Kenney replaced Tyler Shandro as his health minister Tuesday, demoting him to the Labor portfolio. Shandro’s replacement is the former labor minister, Jason Copping.
“I have accepted Minister Shandro’s resignation as minister of health,” said Kenney. “It is time for a new start and a new set of eyes on the largest department in the government, especially at a time such as this.”
Copping begins his tenure overseeing the health ministry that is trying to cope with nearly 21,000 active cases of COVID-19 and hospitals at near capacity with just under 1,000 COVID-19 patients — a fifth of them in ICUs.
Alberta asks federal government for help
It has been a busy day for the premier.
His government has written the federal government asking for help to airlift Alberta patients to other provinces that will accept them because hospitals in the province are running out of room.
The letter also contained a request for more intensive care nurses and respiratory therapists.
Kenney defended the delay in asking for help, saying the government was in caretaker mode because of the federal election.
“We are not in a position now, nor were we last week, where have imminent need of federal assets,” he said. “This is a contingency planning process in case we end up in a worst case scenario.”
He says there have been ongoing discussions with the feds about how they could assist the province.
Children have the highest rate of COVID-19 infection
The virus is attacking children and youth at an alarmingly high rate.
The infection rate for kids aged five to nine is 377 per 100,000. Young people aged 10 to 19 are being infected at a rate of 337 per 100,000.
Older demographics have much lower rates.
Outbreaks are commonplace in public schools across Alberta as the virus spreads through classrooms.
The province’s chief medical officer of health hints COVID-19 vaccines for children could be on the way.
“Global studies are under way looking into whether we can offer vaccines to those under 12 as well,” said Dr. Deena Hinshaw. “We will not offer vaccines to younger people until the studies on vaccines on younger age groups are completed and evaluated.”

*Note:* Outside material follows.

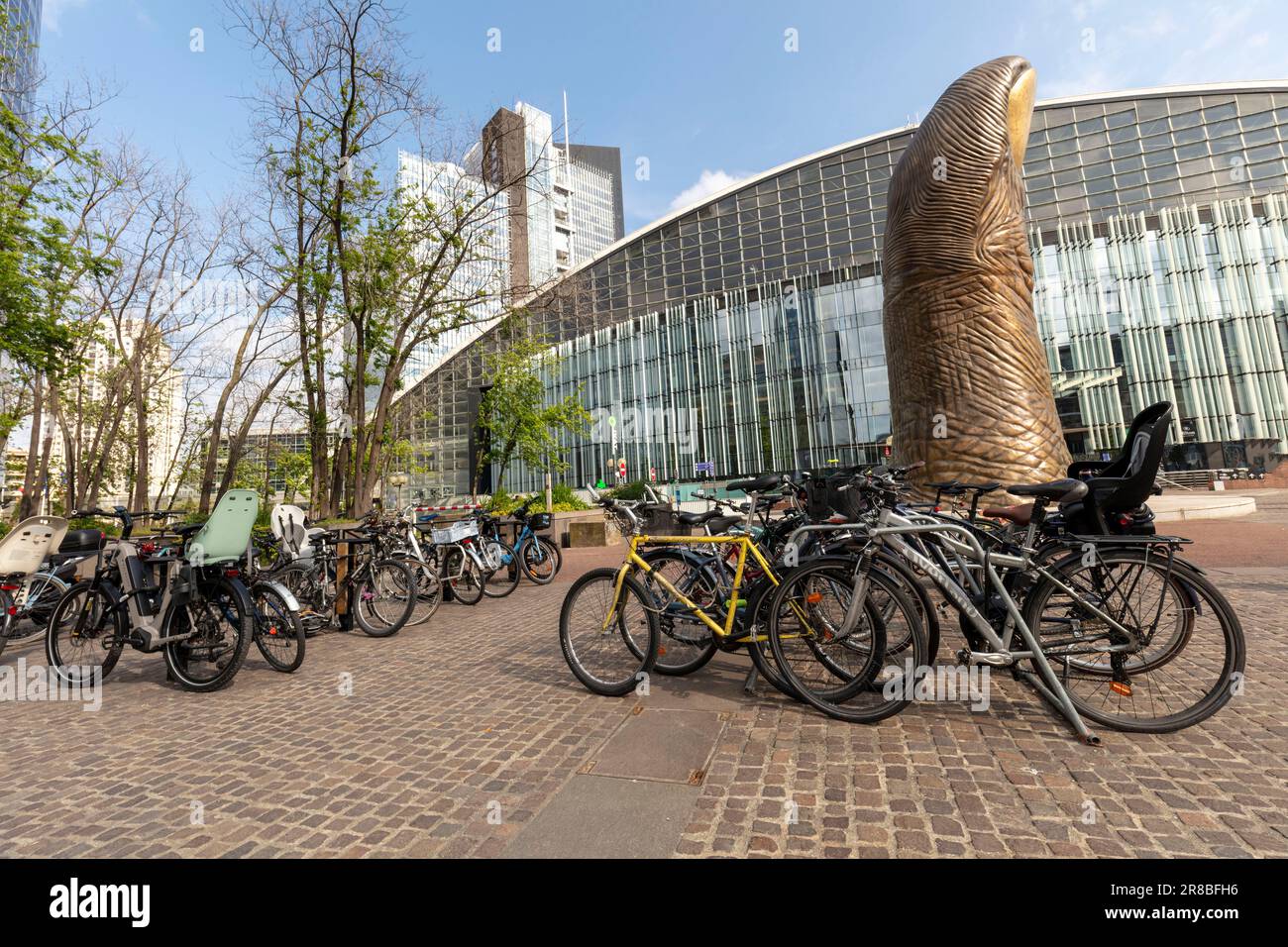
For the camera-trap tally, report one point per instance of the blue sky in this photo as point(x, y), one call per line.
point(707, 91)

She said those vaccines will be offered to children once they are approved by Health Canada and the National Advisory Committee on Immunization.
Restaurants threatened by unvaccinated customers
Kenney’s vaccine passport, which he calls the restrictions exemption program, is creating problems for the hospitality industry.

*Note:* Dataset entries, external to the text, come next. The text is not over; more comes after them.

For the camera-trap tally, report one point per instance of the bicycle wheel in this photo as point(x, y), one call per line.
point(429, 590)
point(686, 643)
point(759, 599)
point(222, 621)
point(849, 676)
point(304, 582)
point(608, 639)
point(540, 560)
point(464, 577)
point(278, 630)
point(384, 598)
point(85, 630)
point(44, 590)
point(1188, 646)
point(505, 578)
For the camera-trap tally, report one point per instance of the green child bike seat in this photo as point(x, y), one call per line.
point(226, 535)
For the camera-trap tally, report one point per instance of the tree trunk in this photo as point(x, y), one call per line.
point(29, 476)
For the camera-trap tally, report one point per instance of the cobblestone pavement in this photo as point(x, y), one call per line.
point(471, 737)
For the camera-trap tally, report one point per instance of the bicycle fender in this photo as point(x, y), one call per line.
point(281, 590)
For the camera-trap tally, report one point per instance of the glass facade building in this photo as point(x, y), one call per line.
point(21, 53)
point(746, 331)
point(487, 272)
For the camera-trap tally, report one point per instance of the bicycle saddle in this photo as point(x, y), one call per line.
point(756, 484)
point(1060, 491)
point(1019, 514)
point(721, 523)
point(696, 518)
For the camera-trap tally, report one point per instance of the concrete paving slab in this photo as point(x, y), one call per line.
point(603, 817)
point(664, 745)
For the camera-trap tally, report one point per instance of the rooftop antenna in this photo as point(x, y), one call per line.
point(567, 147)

When asked to present proof of vaccination or a recent COVID-19 test, some patrons are threatening violence.
It’s prompted at least one establishment in the province to shut down.

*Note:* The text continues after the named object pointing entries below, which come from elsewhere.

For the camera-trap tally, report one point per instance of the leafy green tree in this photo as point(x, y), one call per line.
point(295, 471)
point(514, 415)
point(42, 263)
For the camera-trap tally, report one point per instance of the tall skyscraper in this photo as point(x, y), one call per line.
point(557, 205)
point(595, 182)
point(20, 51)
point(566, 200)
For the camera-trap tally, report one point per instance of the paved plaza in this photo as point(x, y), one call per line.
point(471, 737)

The owners of the Langdon Firehouse Bar and Grill in Calgary no longer offers indoor dining.
“This past weekend we were overwhelmed with threats and bullying both in person and online,” the owners said in a Facebook post. “This was directed to the ownership group and the staff! We feel the safety of ourselves and our staff is at risk!”
The owners went on to say the vaccine passport has impacted them in a way they did not expect.
“The beliefs that people have, have become more than just beliefs, they have become anger and hate,” they said.
They add a couple of other establishments have contacted them and said they are experiencing the same kind of bullying.
The bottom line — Alberta is in a state of chaos on three fronts — politically, in health care and its economy.
The root cause — downplaying a pandemic that now has the upper hand in the viral war.